A data.frame with synthetic rows appended, same columns and types as input.
Arguments
formula
A model formula target ~ predictors indicating the response and predictors.
data
A data.frame containing the variables in the model.
k
Integer, number of nearest neighbors used by SMOTE (default 5).
strategy
One of "balance" (oversample to the max class size) or "perc"
(oversample each class by a percentage). Default "balance".
perc
Numeric percentage used when strategy = "perc" (e.g., 100 means
generate as many synthetic examples as existing in the class). Ignored for "balance".
metric
Distance metric for neighbor search: one of
"euclidean", "manhattan", "chebyshev", "canberra", "overlap", "heom", "hvdm", "pnorm".
Default "euclidean".
p
Numeric p for the p-norm when metric = "pnorm"; also used implicitly for
"euclidean" (p=2) and "manhattan" (p=1). Default 2.
seed
Optional integer seed for reproducibility.
C.perc
Deprecated. Backward-compatibility alias for oversampling
control. If character "balance", mapped to strategy = "balance".

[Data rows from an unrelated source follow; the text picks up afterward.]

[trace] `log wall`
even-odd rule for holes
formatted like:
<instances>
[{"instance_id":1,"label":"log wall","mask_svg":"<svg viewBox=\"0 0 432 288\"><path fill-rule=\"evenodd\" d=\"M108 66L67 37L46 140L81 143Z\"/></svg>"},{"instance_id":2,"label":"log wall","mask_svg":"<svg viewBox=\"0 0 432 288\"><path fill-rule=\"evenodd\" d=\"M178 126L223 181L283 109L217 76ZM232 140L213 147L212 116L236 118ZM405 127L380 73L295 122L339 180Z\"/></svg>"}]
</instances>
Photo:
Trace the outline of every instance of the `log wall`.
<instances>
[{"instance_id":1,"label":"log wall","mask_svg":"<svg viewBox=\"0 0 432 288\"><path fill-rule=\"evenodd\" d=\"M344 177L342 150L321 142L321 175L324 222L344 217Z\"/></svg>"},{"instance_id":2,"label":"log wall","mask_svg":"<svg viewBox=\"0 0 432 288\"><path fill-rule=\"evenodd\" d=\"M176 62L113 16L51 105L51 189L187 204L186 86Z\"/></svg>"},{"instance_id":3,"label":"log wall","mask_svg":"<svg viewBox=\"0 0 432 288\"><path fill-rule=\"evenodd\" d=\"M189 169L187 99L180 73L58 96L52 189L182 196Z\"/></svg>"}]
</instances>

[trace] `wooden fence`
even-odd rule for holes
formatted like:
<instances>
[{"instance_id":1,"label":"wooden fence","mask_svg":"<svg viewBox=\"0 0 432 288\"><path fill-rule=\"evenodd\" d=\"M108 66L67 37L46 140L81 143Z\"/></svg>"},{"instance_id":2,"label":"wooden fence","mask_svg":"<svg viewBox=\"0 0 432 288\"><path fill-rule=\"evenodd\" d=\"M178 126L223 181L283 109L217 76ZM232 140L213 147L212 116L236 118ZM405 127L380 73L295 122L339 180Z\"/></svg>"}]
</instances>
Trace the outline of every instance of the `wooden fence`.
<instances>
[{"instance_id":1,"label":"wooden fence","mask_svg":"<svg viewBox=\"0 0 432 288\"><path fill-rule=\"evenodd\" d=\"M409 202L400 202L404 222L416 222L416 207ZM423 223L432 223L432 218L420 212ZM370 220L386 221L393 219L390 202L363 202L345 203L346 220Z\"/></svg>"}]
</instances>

If a single numeric, mapped to strategy = "perc" and perc = C.perc.
Other forms are ignored with a warning.
Details
The function supports multi-class data. With strategy = "balance" (default),
each class is oversampled up to the size of the largest class. With
strategy = "perc", each class c is oversampled by round(n_c * perc/100).
Neighbors are computed within each class.